Gerade als der Alltag im Hauptquartier wieder einkehrte bekommen sie ein neues Mitglied. Und wie Gin den Haufen Verbrecher aufmischt, erfahrt ihr in diesem Kapitel.

    1
    Haruka hatte mir allem gerechnet: Übertriebene Rücksicht, peinliche Befragungen, abschätzende Bemerkungen, Respektlosigkeit oder Mitleid, aber ganz
    Haruka hatte mir allem gerechnet: Übertriebene Rücksicht, peinliche Befragungen, abschätzende Bemerkungen, Respektlosigkeit oder Mitleid, aber ganz sicher nicht mit dieser Tolleranz, die ihr alle Akazuki entgegenbrachten. Es fühlte sich komisch an. Einerseits erfüllte es sie mit Freude, so akzeptiert zu werden wie sie war, andererseits war diese Gleichgültigkeit erschreckend. Aber ein Freak mehr unter einem Haufen Abnormaler fiel einfach nicht weiter auf. So kam es, dass der Alltag wieder im Hauptquartier einkehrte. Die Frage ist nur, für wie lange, denn an diesem Morgen fehlte von den Künstlern weit und breit jede Spur. Um die ungewöhnliche Stille zu unterbrechen versuchte sie ein Gespräch in Gang zu setzten, indem sie nach Sasori und Deidara fragte.

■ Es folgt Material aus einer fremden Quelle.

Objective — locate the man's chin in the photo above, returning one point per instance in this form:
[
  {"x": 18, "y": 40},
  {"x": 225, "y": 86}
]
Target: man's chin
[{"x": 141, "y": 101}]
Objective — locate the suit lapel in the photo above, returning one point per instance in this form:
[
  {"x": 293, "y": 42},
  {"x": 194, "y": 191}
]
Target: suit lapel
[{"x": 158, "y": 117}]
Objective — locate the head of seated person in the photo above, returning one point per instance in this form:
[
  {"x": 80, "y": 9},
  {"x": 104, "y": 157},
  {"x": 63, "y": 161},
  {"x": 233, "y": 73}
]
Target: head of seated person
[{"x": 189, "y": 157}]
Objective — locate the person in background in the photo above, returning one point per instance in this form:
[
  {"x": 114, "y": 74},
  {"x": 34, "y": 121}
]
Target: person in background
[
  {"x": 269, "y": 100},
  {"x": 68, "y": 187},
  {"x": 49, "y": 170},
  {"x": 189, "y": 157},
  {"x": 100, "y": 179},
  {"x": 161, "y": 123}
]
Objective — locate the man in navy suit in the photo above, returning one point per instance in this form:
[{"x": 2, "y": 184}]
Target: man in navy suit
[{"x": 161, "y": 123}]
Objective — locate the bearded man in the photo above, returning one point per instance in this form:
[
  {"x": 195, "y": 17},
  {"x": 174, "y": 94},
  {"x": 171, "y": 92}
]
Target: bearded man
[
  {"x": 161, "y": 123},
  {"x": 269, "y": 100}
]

    „Auf Mission.“, war alles, wozu sich Itachi durchrang zu sagen. Die Frage, wann sie zurückkommen werden, blieb unbeantwortet. Also widmete sie sich ebenso, wie die anderen still ihrem Essen zu.
    Weit entfernte Stimmen, ließen sie jedoch, nach einer gefühlten Unendlichkeit, aufhorchen. Ein unheilvolles Grinsen schlich sich auf ihre Lippen.
    „Haruka, was ist?“, fragte Konan überrascht.
    „Ich schätze wir bekommen ein neues Mitglied. Unsere Künstler sind wieder zurück.“
    „Was redest du da für ein Schwachsinn? Die können unmöglich schon wieder hier sein.“, kam es vom hirnlosen Untoten. Noch bevor sie etwas entgegnen konnte, fiel auch schon die große Eingangstür ins Schloss und das Hallen erreichte den Speisesaal, Haruka lächelte zufrieden.
    Wenig später trommelte Pain alle in der gigantischen Eingangshalle zusammen.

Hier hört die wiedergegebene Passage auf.